Il potenziamento della linea ferroviaria Pescara-Sulmona-Roma, l’ultimazione dei lavori nella gradinata di accesso al primo binario della stazione di Sulmona e l’installazione di monitor e tabelloni luminosi per gli orari di arrivo e partenza dei treni sono le questioni che il comitato Stazione di Sulmona ha posto alla società Rete Ferroviaria Italiana (Rfi).
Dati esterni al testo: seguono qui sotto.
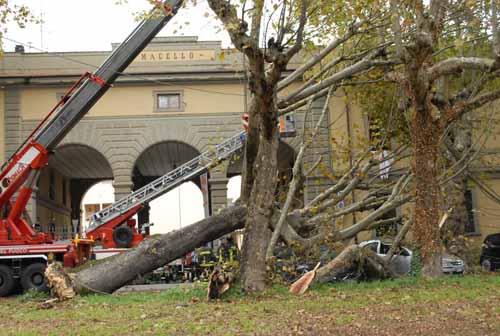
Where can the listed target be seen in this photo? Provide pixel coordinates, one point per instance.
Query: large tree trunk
(157, 251)
(262, 195)
(425, 136)
(455, 227)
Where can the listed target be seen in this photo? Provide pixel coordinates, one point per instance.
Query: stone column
(218, 190)
(122, 189)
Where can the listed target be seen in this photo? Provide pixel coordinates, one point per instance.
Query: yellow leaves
(222, 56)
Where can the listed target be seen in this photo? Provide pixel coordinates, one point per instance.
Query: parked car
(490, 253)
(402, 259)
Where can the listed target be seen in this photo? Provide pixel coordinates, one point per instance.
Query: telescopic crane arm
(20, 173)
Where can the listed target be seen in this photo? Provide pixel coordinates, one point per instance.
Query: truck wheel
(7, 282)
(123, 236)
(32, 277)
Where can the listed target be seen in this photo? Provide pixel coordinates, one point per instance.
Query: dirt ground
(468, 305)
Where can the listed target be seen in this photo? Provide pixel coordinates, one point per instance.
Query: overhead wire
(131, 75)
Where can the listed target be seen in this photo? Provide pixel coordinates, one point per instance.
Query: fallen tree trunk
(354, 258)
(157, 251)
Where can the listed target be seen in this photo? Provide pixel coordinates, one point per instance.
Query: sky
(92, 25)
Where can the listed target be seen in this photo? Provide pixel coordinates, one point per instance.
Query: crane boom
(20, 173)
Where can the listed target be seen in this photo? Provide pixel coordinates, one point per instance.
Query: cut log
(158, 251)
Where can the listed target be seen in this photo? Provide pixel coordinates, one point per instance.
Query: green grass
(324, 309)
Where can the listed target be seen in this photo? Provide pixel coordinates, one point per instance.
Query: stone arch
(158, 159)
(84, 166)
(81, 161)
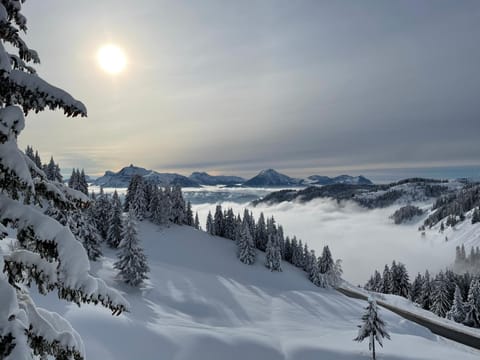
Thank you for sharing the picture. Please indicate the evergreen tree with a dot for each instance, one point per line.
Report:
(132, 262)
(261, 238)
(326, 260)
(246, 247)
(138, 203)
(115, 225)
(315, 276)
(190, 221)
(457, 312)
(427, 291)
(210, 226)
(273, 255)
(178, 206)
(441, 300)
(387, 287)
(287, 256)
(373, 327)
(416, 289)
(229, 224)
(476, 216)
(400, 279)
(196, 222)
(102, 213)
(38, 160)
(218, 224)
(472, 306)
(131, 190)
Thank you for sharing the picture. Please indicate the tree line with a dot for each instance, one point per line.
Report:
(268, 236)
(447, 294)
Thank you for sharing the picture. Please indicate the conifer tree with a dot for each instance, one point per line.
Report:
(441, 300)
(246, 247)
(427, 291)
(315, 276)
(261, 238)
(190, 221)
(373, 327)
(196, 222)
(102, 213)
(132, 262)
(457, 312)
(416, 289)
(139, 203)
(326, 261)
(218, 223)
(115, 224)
(229, 224)
(387, 287)
(472, 306)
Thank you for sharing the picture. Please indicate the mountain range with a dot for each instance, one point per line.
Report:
(265, 178)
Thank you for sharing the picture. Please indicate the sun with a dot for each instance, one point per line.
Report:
(111, 59)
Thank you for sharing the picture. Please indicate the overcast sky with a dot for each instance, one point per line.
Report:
(236, 86)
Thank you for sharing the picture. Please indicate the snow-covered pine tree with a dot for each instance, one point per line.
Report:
(441, 300)
(261, 238)
(315, 276)
(102, 213)
(38, 160)
(401, 280)
(273, 255)
(131, 189)
(178, 206)
(83, 185)
(297, 252)
(210, 226)
(218, 223)
(115, 224)
(132, 262)
(310, 259)
(457, 312)
(246, 247)
(229, 224)
(427, 291)
(326, 260)
(73, 181)
(287, 256)
(48, 256)
(190, 221)
(373, 327)
(387, 286)
(416, 289)
(196, 222)
(472, 306)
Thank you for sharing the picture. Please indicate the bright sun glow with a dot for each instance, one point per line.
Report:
(111, 59)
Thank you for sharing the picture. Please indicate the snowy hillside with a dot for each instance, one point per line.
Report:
(202, 303)
(121, 178)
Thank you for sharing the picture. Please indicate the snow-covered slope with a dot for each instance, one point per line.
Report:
(270, 177)
(341, 179)
(202, 303)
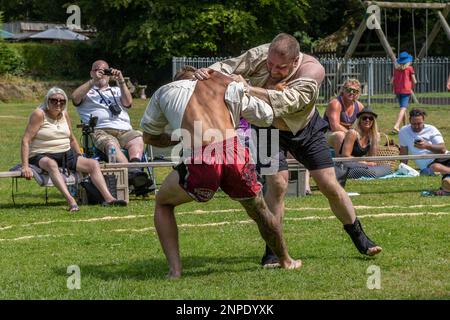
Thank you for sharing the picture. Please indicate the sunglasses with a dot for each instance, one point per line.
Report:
(351, 90)
(57, 101)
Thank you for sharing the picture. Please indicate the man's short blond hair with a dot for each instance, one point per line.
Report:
(285, 45)
(185, 73)
(351, 82)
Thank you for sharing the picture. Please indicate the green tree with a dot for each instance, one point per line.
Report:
(145, 34)
(10, 60)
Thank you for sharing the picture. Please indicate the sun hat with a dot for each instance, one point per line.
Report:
(404, 57)
(366, 110)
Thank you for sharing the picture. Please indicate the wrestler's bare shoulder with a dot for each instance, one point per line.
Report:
(311, 68)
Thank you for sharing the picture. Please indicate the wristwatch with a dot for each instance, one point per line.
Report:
(247, 88)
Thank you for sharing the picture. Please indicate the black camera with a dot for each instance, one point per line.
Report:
(88, 128)
(107, 72)
(115, 109)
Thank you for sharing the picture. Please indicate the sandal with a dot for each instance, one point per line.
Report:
(394, 131)
(442, 192)
(73, 208)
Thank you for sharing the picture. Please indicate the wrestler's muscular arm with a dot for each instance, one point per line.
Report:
(310, 68)
(161, 141)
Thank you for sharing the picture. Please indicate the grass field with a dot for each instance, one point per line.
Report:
(119, 255)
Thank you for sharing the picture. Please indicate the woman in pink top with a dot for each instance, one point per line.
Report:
(403, 81)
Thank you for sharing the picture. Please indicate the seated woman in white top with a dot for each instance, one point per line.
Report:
(363, 139)
(49, 143)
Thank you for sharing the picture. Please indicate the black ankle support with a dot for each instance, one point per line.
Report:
(359, 238)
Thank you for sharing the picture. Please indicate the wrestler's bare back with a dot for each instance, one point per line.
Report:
(207, 107)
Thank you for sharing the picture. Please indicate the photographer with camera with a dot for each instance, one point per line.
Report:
(95, 98)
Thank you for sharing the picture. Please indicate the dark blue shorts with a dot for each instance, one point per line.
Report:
(309, 146)
(66, 160)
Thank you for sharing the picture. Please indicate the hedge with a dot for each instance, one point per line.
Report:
(69, 60)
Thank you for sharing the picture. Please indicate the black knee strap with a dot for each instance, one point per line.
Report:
(359, 238)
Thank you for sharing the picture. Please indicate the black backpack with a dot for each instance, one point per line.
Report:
(93, 195)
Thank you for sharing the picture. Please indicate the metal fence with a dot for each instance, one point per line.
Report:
(374, 75)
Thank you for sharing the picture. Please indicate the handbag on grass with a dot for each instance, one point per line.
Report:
(389, 149)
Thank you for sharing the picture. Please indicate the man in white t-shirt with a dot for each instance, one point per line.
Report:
(420, 138)
(110, 105)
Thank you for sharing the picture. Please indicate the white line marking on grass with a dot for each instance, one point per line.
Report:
(13, 117)
(107, 218)
(379, 215)
(36, 237)
(190, 225)
(373, 207)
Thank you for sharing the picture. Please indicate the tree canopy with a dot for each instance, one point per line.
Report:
(141, 36)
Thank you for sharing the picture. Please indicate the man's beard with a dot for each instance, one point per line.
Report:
(102, 83)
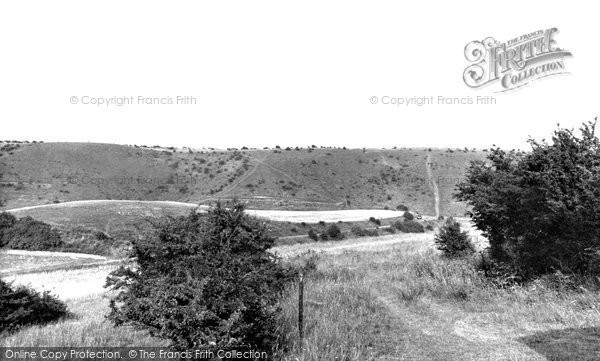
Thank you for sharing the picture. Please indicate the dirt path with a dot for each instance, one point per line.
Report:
(434, 186)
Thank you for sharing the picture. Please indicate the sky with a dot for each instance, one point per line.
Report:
(266, 73)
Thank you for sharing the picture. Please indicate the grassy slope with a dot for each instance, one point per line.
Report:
(401, 303)
(34, 174)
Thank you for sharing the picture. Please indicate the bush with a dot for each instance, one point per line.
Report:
(375, 221)
(203, 281)
(390, 229)
(453, 242)
(22, 306)
(7, 220)
(333, 231)
(28, 234)
(540, 210)
(409, 227)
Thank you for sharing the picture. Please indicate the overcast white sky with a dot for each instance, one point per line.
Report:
(279, 72)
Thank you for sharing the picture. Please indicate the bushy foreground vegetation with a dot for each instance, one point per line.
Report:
(27, 233)
(203, 281)
(30, 234)
(540, 210)
(22, 306)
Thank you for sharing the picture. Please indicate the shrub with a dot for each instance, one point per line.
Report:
(540, 210)
(333, 231)
(453, 242)
(7, 220)
(375, 221)
(409, 226)
(22, 306)
(28, 234)
(203, 281)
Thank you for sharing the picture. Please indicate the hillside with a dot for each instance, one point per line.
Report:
(292, 178)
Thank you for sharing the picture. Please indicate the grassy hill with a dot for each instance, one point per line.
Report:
(291, 178)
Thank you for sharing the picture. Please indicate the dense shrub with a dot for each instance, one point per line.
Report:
(541, 210)
(22, 306)
(453, 242)
(375, 221)
(28, 234)
(203, 281)
(7, 220)
(409, 226)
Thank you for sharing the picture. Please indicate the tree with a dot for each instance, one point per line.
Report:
(453, 242)
(202, 281)
(540, 210)
(334, 232)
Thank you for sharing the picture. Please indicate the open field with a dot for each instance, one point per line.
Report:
(294, 179)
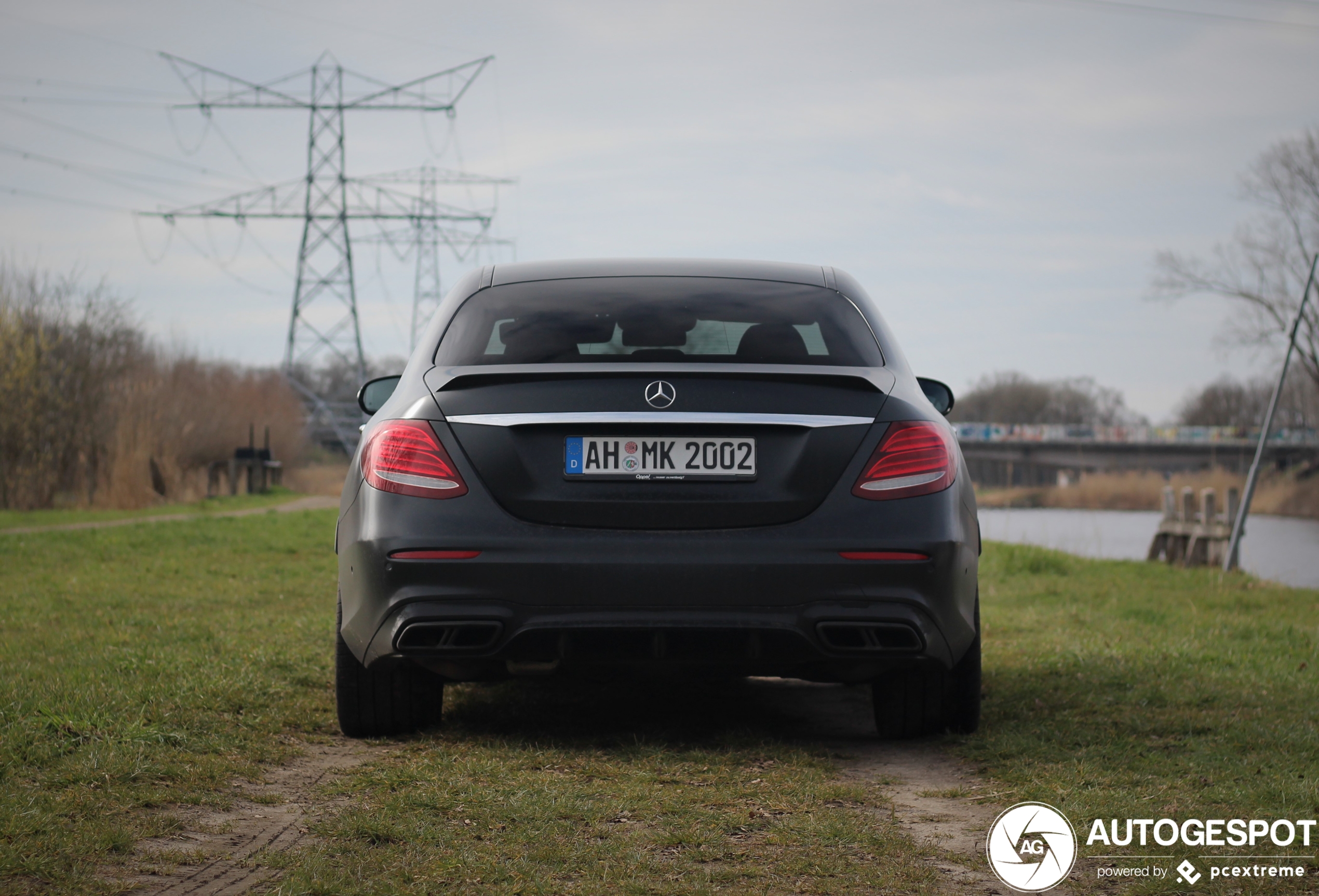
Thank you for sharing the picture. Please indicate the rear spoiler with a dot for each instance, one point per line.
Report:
(876, 380)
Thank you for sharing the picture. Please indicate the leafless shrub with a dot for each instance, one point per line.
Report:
(89, 405)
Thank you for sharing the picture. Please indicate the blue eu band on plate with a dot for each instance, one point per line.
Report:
(660, 458)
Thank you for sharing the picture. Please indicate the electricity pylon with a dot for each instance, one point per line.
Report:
(325, 302)
(426, 235)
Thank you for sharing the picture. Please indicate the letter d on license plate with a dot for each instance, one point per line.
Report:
(660, 458)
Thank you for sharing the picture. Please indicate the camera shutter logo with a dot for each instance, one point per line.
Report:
(1032, 846)
(661, 395)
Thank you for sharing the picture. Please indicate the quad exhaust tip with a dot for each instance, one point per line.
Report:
(871, 637)
(445, 637)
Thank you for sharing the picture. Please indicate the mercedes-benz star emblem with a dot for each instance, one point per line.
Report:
(660, 395)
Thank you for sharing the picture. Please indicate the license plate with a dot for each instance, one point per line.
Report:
(651, 458)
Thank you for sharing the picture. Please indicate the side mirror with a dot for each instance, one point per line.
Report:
(375, 393)
(938, 395)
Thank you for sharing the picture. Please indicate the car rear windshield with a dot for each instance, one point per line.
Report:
(658, 319)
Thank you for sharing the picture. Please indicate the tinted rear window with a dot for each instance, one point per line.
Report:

Sulla gradinata del primo binario il comitato ricorda che “ormai da mesi rimane chiusa per lavori negando l’accesso dalla banchina 1 al sottopasso pedonale, lo stesso che permette il collegamento più rapido e diretto con gli altri binari senza dover rientrare nell’edificio passeggeri”. Il comitato chiede “se i lavori siano stati attivati o meno in quanto dall’esterno la situazione della scalinata rimane immutata sin dal primo giorno della sua chiusura”. Il secondo nodo riguarda la necessità di installare monitor per gli orari di arrivi e partenze, teleindicatori e tabelloni luminosi. “La nostra stazione classificata di livello silver rappresenta il secondo scalo regionale per numero di passeggeri, e per tale motivo necessita di totem luminosi e informativi per guidare gli utenti all’interno della stazione e poter raggiungere rapidamente il proprio convoglio sui quattro binari – sottolinea il comitato –  già da tempo si ventilava l’attivazione degli stessi ma allo stato dell’arte nulla si è visto in stazione”. La terza questione che il comitato pone ad Rfi è il potenziamento della linea ferroviaria Pescara-Roma. “In particolare abbiamo chiesto all’azienda concessionaria della linea se il sistema di Controllo Traffico Centralizzatro CTC attualmente presente solo nel tratto Pescara-Sulmona venga implementato fino a Lunghezza cosi come previsto nel Piano Regionale dei trasporti (PRIT) – spiega il comitato – questo intervento oltre a garantire maggior sicurezza nella circolazione, permetterebbe di ottenere benefici nella riduzione dei tempi di percorrenza nonchè risparmi nella gestione della linea per RFI, da reinvestire in upgrade tecnologici”. Ora il comitato attende risposte dall’azienda così da poter chiarire ogni dubbio e alleviare il peso delle problematiche che i pendolari e gli utenti della strada ferrata ogni giorno sono costretti ad affrontare.